Psoriasis may be confused with other types of inherited or acquired palmoplantar keratoderma. These are characterised by thickened yellowish localised plaques or diffusely thickened skin and the absence of typical psoriasis elsewhere.
What diagnostic tests are available?
There is no specific test for psoriasis in this site. Scrapings for mycology may be appropriate if the diagnosis is uncertain. A solitary lesion might be confused with squamous cell carcinoma in situ, when a biopsy might be helpful.
What treatment should be recommended?
In general, psoriasis affecting the palms should be protected from frictional injury, lubricated and soothed with emollients. Hand creams should be thick, and a thin amount should be applied frequently to reduce fissuring. They are not permitted in certain jobs (e.g. car painters), when they should be used liberally after hours. No specific protection from chemical irritants or water is required.

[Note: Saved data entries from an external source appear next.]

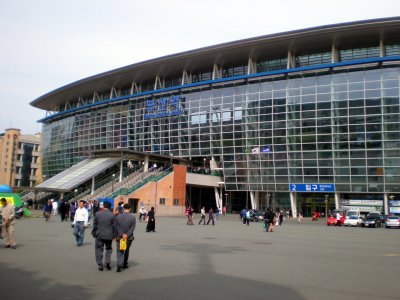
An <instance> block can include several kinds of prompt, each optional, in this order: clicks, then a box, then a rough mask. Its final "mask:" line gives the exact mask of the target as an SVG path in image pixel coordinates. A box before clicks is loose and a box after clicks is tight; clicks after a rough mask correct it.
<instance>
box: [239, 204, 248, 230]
mask: <svg viewBox="0 0 400 300" xmlns="http://www.w3.org/2000/svg"><path fill="white" fill-rule="evenodd" d="M246 212H247V210H246V209H245V208H243V209H242V211H241V212H240V217H241V218H242V222H243V226H246Z"/></svg>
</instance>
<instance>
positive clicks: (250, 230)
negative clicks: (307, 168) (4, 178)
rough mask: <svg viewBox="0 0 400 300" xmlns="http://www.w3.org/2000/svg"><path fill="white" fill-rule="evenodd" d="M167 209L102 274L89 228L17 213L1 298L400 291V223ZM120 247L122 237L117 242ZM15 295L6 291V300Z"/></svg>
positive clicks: (31, 297)
mask: <svg viewBox="0 0 400 300" xmlns="http://www.w3.org/2000/svg"><path fill="white" fill-rule="evenodd" d="M196 221H197V222H198V216H197V215H196V216H195V217H194V222H195V225H193V226H188V225H186V224H185V223H186V221H185V218H184V217H182V218H174V217H159V218H157V219H156V230H157V232H156V233H146V232H145V225H146V223H139V222H138V224H137V228H136V230H135V241H134V243H133V246H132V247H133V248H131V260H130V268H129V269H127V270H125V271H123V272H121V273H116V272H115V270H116V267H115V261H116V256H115V251H114V253H113V257H112V258H113V260H112V267H113V269H112V271H103V272H99V271H98V270H97V266H96V263H95V257H94V239H93V238H92V237H91V235H90V230H86V236H85V242H84V246H83V247H76V244H75V242H74V237H73V235H72V228H71V227H70V223H69V222H63V223H62V222H60V219H59V217H52V219H51V220H50V222H48V223H46V222H45V221H44V220H43V219H41V218H31V219H22V220H18V221H17V225H16V240H17V246H18V248H17V249H16V250H12V249H5V248H4V240H1V241H0V278H1V279H0V298H1V299H60V300H64V299H86V300H90V299H96V300H97V299H99V300H100V299H105V300H111V299H146V300H149V299H205V298H208V299H217V298H218V299H244V298H246V299H295V300H297V299H299V300H300V299H363V300H364V299H365V300H368V299H399V298H400V287H399V284H398V277H399V267H400V230H396V229H392V230H388V229H384V228H377V229H374V228H371V229H368V228H335V227H327V226H325V225H324V222H323V220H321V221H320V222H319V223H312V222H310V221H306V222H305V223H304V224H301V225H300V224H297V222H295V220H291V221H290V222H288V223H285V224H284V225H283V226H280V227H279V226H277V228H276V230H275V232H273V233H266V232H265V231H263V228H262V224H261V223H251V224H250V226H249V227H247V226H243V225H242V224H241V222H240V221H239V218H238V217H237V216H236V215H235V216H227V217H220V220H219V221H217V222H216V225H215V226H211V225H209V226H199V225H197V223H196ZM114 249H115V245H114ZM4 297H5V298H4Z"/></svg>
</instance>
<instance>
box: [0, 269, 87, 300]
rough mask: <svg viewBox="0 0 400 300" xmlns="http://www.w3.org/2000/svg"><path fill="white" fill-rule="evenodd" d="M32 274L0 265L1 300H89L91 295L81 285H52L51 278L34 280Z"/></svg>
mask: <svg viewBox="0 0 400 300" xmlns="http://www.w3.org/2000/svg"><path fill="white" fill-rule="evenodd" d="M34 275H35V274H34V273H33V272H27V271H24V270H21V269H16V268H10V267H9V266H8V265H5V264H3V263H0V278H1V279H0V297H1V299H41V300H54V299H58V300H72V299H90V298H91V294H90V293H89V292H88V290H87V289H85V288H84V287H82V285H79V286H76V285H68V282H67V280H68V279H65V281H66V282H65V284H59V283H54V281H53V280H52V279H51V278H34Z"/></svg>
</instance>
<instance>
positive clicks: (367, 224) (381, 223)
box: [361, 213, 382, 227]
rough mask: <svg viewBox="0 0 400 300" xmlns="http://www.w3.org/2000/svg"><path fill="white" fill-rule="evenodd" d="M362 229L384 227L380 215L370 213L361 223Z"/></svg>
mask: <svg viewBox="0 0 400 300" xmlns="http://www.w3.org/2000/svg"><path fill="white" fill-rule="evenodd" d="M361 226H362V227H382V219H381V215H380V213H369V214H368V216H366V217H365V219H364V220H363V221H362V223H361Z"/></svg>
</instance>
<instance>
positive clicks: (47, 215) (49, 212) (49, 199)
mask: <svg viewBox="0 0 400 300" xmlns="http://www.w3.org/2000/svg"><path fill="white" fill-rule="evenodd" d="M52 210H53V205H52V203H51V200H50V199H49V200H47V203H46V205H45V206H44V207H43V217H44V219H45V220H46V222H48V221H49V220H50V217H51V211H52Z"/></svg>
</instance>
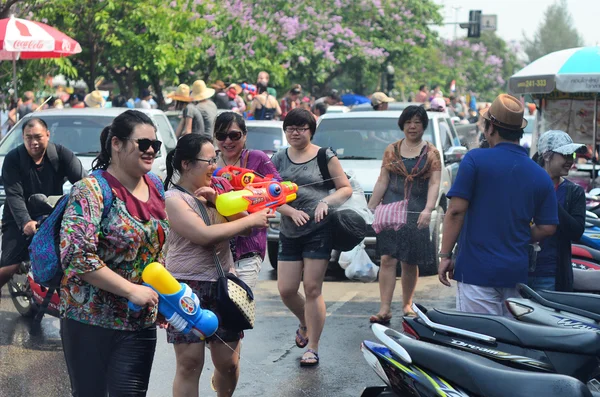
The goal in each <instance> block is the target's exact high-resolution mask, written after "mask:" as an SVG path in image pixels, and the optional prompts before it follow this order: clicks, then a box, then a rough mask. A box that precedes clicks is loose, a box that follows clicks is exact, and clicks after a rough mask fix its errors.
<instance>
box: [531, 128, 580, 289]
mask: <svg viewBox="0 0 600 397" xmlns="http://www.w3.org/2000/svg"><path fill="white" fill-rule="evenodd" d="M537 148H538V152H537V153H536V154H535V155H534V160H536V161H537V162H538V164H539V165H540V166H542V167H543V168H544V169H545V170H546V171H547V172H548V175H550V178H551V179H552V181H553V182H554V187H555V189H554V190H555V191H556V199H557V201H558V228H557V229H556V233H555V234H554V235H553V236H550V237H548V238H546V239H544V240H543V241H542V242H540V248H541V251H539V252H538V253H537V255H536V258H535V261H534V260H530V266H529V277H528V281H527V284H528V285H529V286H530V287H531V288H534V289H545V290H549V291H554V290H556V291H566V292H569V291H573V266H572V263H571V241H577V240H579V239H580V238H581V235H582V234H583V231H584V228H585V192H584V190H583V188H582V187H581V186H579V185H576V184H575V183H573V182H571V181H569V180H567V179H565V178H564V177H565V176H567V175H568V174H569V170H570V169H571V167H573V162H574V161H575V153H580V152H582V151H583V152H585V151H586V150H587V147H586V146H585V145H583V144H578V143H573V140H572V139H571V137H570V136H569V134H567V133H566V132H564V131H558V130H554V131H547V132H545V133H543V134H542V135H541V136H540V139H539V140H538V144H537Z"/></svg>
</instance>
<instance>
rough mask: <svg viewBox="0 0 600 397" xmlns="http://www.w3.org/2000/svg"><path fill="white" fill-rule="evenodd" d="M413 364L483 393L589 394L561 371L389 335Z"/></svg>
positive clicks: (578, 382) (476, 390)
mask: <svg viewBox="0 0 600 397" xmlns="http://www.w3.org/2000/svg"><path fill="white" fill-rule="evenodd" d="M393 339H395V340H396V341H398V344H400V345H401V346H402V347H403V348H404V349H405V350H406V351H407V352H408V354H410V356H411V358H412V360H413V364H416V365H417V366H419V367H422V368H426V369H429V370H430V371H433V372H435V373H436V374H437V375H438V376H440V377H442V378H443V379H444V380H446V381H449V382H450V383H453V384H454V385H456V386H458V387H460V388H461V389H463V390H465V391H468V392H471V393H474V394H476V395H478V396H486V397H506V396H511V397H531V396H544V397H559V396H560V397H564V396H569V397H592V393H591V392H590V390H589V389H588V387H587V386H586V385H584V384H583V383H582V382H580V381H579V380H577V379H575V378H571V377H568V376H565V375H557V374H544V373H538V372H529V371H521V370H516V369H512V368H509V367H506V366H504V365H502V364H498V363H496V362H494V361H492V360H489V359H487V358H484V357H481V356H477V355H474V354H471V353H467V352H463V351H460V350H456V349H450V348H446V347H443V346H437V345H434V344H431V343H427V342H422V341H418V340H414V339H411V338H409V337H406V336H405V337H402V338H393Z"/></svg>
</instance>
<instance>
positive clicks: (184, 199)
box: [165, 134, 274, 397]
mask: <svg viewBox="0 0 600 397" xmlns="http://www.w3.org/2000/svg"><path fill="white" fill-rule="evenodd" d="M216 169H217V157H216V152H215V148H214V146H213V145H212V143H211V142H210V140H209V139H207V138H206V137H203V136H201V135H196V134H191V135H185V136H184V137H182V138H181V139H180V140H179V141H178V142H177V147H176V148H175V150H174V151H171V152H170V153H169V155H168V156H167V178H166V180H165V186H166V187H169V186H170V185H171V181H172V180H173V177H174V174H175V173H177V174H178V181H177V184H176V185H174V186H173V188H172V189H170V190H168V191H167V193H166V196H167V213H168V215H169V220H170V225H171V233H170V234H169V239H168V244H169V252H168V254H167V269H168V270H169V271H170V272H171V273H172V274H173V276H174V277H175V278H176V279H178V280H179V281H181V282H184V283H186V284H188V285H189V286H190V288H191V289H192V290H193V291H194V292H195V293H196V295H198V298H200V300H201V306H202V307H203V308H205V309H208V310H212V311H213V312H215V314H217V316H219V318H223V317H224V316H227V313H219V311H218V309H217V306H216V292H217V283H216V281H217V278H218V275H217V268H216V264H215V261H214V259H213V250H215V251H216V253H217V255H218V256H219V259H220V262H221V264H222V266H223V270H225V271H229V272H232V273H235V268H234V264H233V256H232V255H231V250H230V249H229V240H230V239H231V238H232V237H235V236H238V235H240V234H248V233H250V232H251V231H252V230H253V229H256V228H260V229H264V228H266V227H267V225H268V221H269V219H270V218H273V217H274V215H272V214H269V213H268V210H264V211H261V212H257V213H254V214H252V215H248V216H245V214H242V215H238V216H234V217H230V220H231V221H230V222H228V220H227V219H225V218H224V217H223V216H221V215H220V214H219V213H218V212H217V210H216V208H215V205H214V203H215V199H216V197H217V192H216V191H215V189H214V188H213V187H211V186H214V182H215V180H214V179H215V178H213V176H212V175H213V172H214V171H215V170H216ZM199 206H203V207H204V209H205V210H206V211H207V212H208V215H209V218H210V221H211V224H210V225H206V223H204V221H203V219H202V215H201V209H200V207H199ZM240 337H241V335H240V333H239V332H235V331H233V330H230V329H227V328H224V327H221V326H220V327H219V328H218V329H217V332H216V334H215V335H214V336H211V337H210V338H208V339H207V340H206V342H208V343H210V352H211V357H212V361H213V364H214V365H215V372H214V374H215V375H214V386H215V389H216V391H217V395H218V396H220V397H222V396H231V395H232V394H233V392H234V390H235V386H236V384H237V380H238V377H239V354H240ZM167 338H168V342H169V343H173V344H174V346H175V357H176V359H177V370H176V373H175V380H174V382H173V396H175V397H179V396H197V395H198V382H199V381H200V375H201V373H202V367H203V365H204V352H205V349H204V348H205V341H203V340H200V338H198V337H197V336H195V335H194V334H193V333H189V334H187V335H186V334H182V333H180V332H177V331H175V330H174V329H173V327H171V326H169V328H168V329H167Z"/></svg>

As keratinocytes form a thick 'brick wall' in palmar skin, drugs penetrate poorly. Psoriasis can be treated with ultrapotent topical steroids, applied no more than once or twice daily and accurately to the affected area. Typically, a steroid ointment is used for about four weeks, and then pulsed at weekends for four to eight weeks. Continued use of ultrapotent topical steroids should be regularly reviewed, particularly if the patient has psoriasis, because of the risk of tachyphylaxis and skin atrophy. Calcipotriol is occasionally helpful, but inadvertent application might result in an irritant contact dermatitis on the face. Tar or dithranol preparations tend to be too messy to be practical in this site.
Severe and/or persistent psoriasis interfering with function may require specialist consultation and second line treatments. These may include phototherapy, acitretin, methotrexate or ciclosporin.